His book emerged by design in a political season in which the organizing strength of conservative Christians is expected to be tested by motivated Democrats and moderates dismayed by the country's direction.
This year, there have also been revealing speeches about personal faith and politics by Democratic politicians, notably Sen. John F. Kerry (Mass.), Sen. Barack Obama (Ill.) and Robert P. Casey Jr., who is seeking to unseat religious conservative Sen. Rick Santorum (R-Pa.).
"The problem with many conservative Christians is that they claim that God's truth is knowable, that they know it, and that they are able to reduce it to legislative form," Danforth writes. "The popular question, 'What would Jesus do?' can be difficult enough to contemplate with respect to everyday interpersonal relations. It is mind boggling when applied to the complex world of politics."

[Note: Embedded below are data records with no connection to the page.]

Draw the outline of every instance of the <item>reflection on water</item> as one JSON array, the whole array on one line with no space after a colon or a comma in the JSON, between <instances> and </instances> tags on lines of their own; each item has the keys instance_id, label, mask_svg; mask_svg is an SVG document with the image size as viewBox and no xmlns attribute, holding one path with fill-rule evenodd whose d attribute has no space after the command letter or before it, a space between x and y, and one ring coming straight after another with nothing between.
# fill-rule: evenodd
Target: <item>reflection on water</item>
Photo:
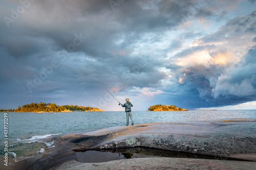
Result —
<instances>
[{"instance_id":1,"label":"reflection on water","mask_svg":"<svg viewBox=\"0 0 256 170\"><path fill-rule=\"evenodd\" d=\"M103 162L130 158L160 157L208 159L222 159L212 156L140 147L112 150L76 152L75 154L77 161L88 163Z\"/></svg>"}]
</instances>

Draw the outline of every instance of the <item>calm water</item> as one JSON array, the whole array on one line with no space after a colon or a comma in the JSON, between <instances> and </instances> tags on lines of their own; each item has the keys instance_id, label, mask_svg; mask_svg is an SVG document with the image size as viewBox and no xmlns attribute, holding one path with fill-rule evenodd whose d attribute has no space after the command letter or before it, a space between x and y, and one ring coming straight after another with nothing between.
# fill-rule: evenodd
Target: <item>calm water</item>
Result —
<instances>
[{"instance_id":1,"label":"calm water","mask_svg":"<svg viewBox=\"0 0 256 170\"><path fill-rule=\"evenodd\" d=\"M256 110L202 110L188 111L133 111L135 124L154 122L214 120L233 118L256 119ZM1 153L4 154L4 114L0 112ZM29 156L54 147L54 141L43 140L55 135L123 126L123 111L56 112L54 114L8 112L9 154ZM130 123L130 125L131 123Z\"/></svg>"}]
</instances>

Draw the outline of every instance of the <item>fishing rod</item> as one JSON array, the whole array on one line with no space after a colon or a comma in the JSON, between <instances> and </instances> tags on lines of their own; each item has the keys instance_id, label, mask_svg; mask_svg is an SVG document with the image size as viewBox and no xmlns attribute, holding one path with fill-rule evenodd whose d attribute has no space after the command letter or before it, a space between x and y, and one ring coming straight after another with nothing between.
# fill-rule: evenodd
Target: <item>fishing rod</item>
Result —
<instances>
[{"instance_id":1,"label":"fishing rod","mask_svg":"<svg viewBox=\"0 0 256 170\"><path fill-rule=\"evenodd\" d=\"M114 95L112 95L112 94L111 94L111 93L110 93L110 92L109 92L109 90L106 90L106 91L108 91L108 92L109 92L109 93L110 93L110 94L111 94L111 95L112 95L112 96L113 96L113 98L114 98L115 100L116 100L116 101L117 101L117 102L118 102L118 103L119 103L119 105L120 105L120 104L121 104L121 103L120 103L120 102L119 102L119 101L118 101L117 100L117 99L116 99L116 98L115 98L115 97L114 96Z\"/></svg>"}]
</instances>

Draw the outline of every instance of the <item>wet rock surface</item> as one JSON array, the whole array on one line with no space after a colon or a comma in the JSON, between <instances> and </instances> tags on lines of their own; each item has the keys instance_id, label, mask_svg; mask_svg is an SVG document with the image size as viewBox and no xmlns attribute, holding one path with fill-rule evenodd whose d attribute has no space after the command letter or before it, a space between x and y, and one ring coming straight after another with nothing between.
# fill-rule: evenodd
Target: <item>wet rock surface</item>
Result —
<instances>
[{"instance_id":1,"label":"wet rock surface","mask_svg":"<svg viewBox=\"0 0 256 170\"><path fill-rule=\"evenodd\" d=\"M26 164L26 166L24 164L22 166L20 166L21 168L20 169L33 169L35 168L39 167L40 169L50 168L58 169L57 167L65 164L65 162L71 161L70 162L75 163L74 166L86 166L88 165L90 167L88 169L96 169L97 168L94 168L95 167L92 165L91 163L77 162L77 161L84 160L82 159L82 155L84 155L82 153L78 154L78 152L86 152L87 151L115 152L115 151L113 151L124 149L136 149L137 150L140 150L139 152L140 152L141 154L141 149L143 148L174 151L182 153L182 154L186 154L186 153L197 154L200 155L198 157L203 159L210 156L213 159L206 160L206 159L197 159L197 160L192 161L192 159L194 159L194 158L179 158L183 159L182 162L183 163L182 163L185 166L181 168L175 168L175 167L178 167L177 166L178 164L175 163L176 162L172 163L172 159L173 158L129 159L116 161L117 163L121 164L126 161L130 161L130 160L134 161L137 159L150 158L157 159L157 161L157 161L156 163L157 164L163 163L164 164L163 168L159 168L159 169L164 169L166 167L168 167L168 169L172 169L172 167L174 167L173 169L183 169L183 168L188 165L190 165L193 167L195 166L195 168L188 169L205 169L204 166L205 165L206 166L205 167L208 168L208 166L207 166L210 165L209 165L209 163L211 162L211 161L216 162L214 162L215 163L211 164L214 165L211 166L212 169L215 169L215 168L217 169L222 169L221 166L225 163L227 163L228 165L234 163L232 162L239 162L236 164L236 167L238 167L237 166L240 164L239 168L243 169L250 169L250 167L252 167L251 166L256 166L256 162L255 162L256 161L256 120L251 119L150 123L127 127L105 128L83 133L69 134L56 137L54 140L55 140L54 148L46 151L42 154L34 156L31 160L23 162L24 164ZM136 149L136 148L138 149ZM143 152L142 154L150 155L147 153L150 152L148 151ZM152 151L150 152L152 153ZM126 157L131 154L129 152L119 152L119 154L123 155L125 154ZM135 153L137 154L138 153L135 152ZM158 154L151 155L165 156L158 154ZM187 157L194 158L190 156ZM161 159L162 158L163 159L162 159L162 160L164 160L164 162L161 162ZM170 163L167 163L167 159L169 159L168 161ZM236 160L228 160L230 159ZM241 161L241 160L252 162ZM105 161L109 160L106 159ZM104 160L102 161L104 161ZM108 162L108 163L103 162L106 163L105 164L97 163L99 163L99 166L96 167L101 167L102 169L114 169L115 168L113 166L114 166L112 164L114 163L113 161L115 161ZM178 162L178 160L177 161ZM192 163L193 165L190 164L191 161L194 162ZM221 162L218 163L218 161ZM226 162L222 162L222 161ZM204 164L204 162L205 164ZM81 163L86 164L82 165ZM199 163L197 165L198 168L196 165L197 163ZM110 166L109 167L112 166L113 168L110 168L108 166L109 165L104 168L104 164L108 164ZM248 168L244 168L246 166L244 164L248 165ZM140 165L137 164L135 166L135 167L132 169L136 169ZM144 167L144 169L146 169L145 167L150 167L148 166L152 166L150 167L153 169L155 168L152 163L149 162L147 164L144 164L144 166L140 166L140 169L142 169ZM218 166L220 166L221 168L220 168ZM123 167L125 166L124 165ZM117 168L121 169L122 167L117 167ZM71 168L70 169L74 168ZM184 169L186 169L186 168ZM230 169L232 169L232 168ZM100 168L97 169L100 169Z\"/></svg>"},{"instance_id":2,"label":"wet rock surface","mask_svg":"<svg viewBox=\"0 0 256 170\"><path fill-rule=\"evenodd\" d=\"M75 151L140 147L226 158L236 158L239 155L238 159L256 161L254 119L156 123L106 128L75 136L80 138L76 143L78 147L73 148ZM99 140L88 141L94 138ZM247 156L243 158L243 154Z\"/></svg>"}]
</instances>

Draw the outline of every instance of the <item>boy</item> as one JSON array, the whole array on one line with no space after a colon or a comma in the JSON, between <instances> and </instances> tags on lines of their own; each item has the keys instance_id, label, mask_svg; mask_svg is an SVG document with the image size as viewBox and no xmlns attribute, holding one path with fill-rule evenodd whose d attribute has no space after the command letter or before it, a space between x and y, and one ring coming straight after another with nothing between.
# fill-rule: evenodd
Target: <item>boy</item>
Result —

Although an opponent of abortion, Danforth has become an activist for a Missouri ballot initiative that would explicitly legalize embryonic stem cell research, an issue adopted increasingly by Democrats and some Republicans to show their differences with the Christian right.
He also favors government recognition of "committed same-sex partnerships." He believes the proposed constitutional amendment to outlaw same-sex marriage amounts to gay-bashing.
Criticizing Republicans and Democrats at extreme ends of the political spectrum, Danforth told his Chicago audience that "most people don't want it to be this way." In allowing it to happen, he said, "the rest of us have been too silent."
Thomas has a place in Danforth's book. A questioner asked if he has changed his view of one of the court's staunchest conservatives.
Danforth, who has said he never questioned Thomas about serious allegations of sexual harassment, replied: "I have exactly the same view of Clarence Thomas that I have had for 30-some years. . . . I know him, and I love him as a human being. I stood by him, and I am proud of that."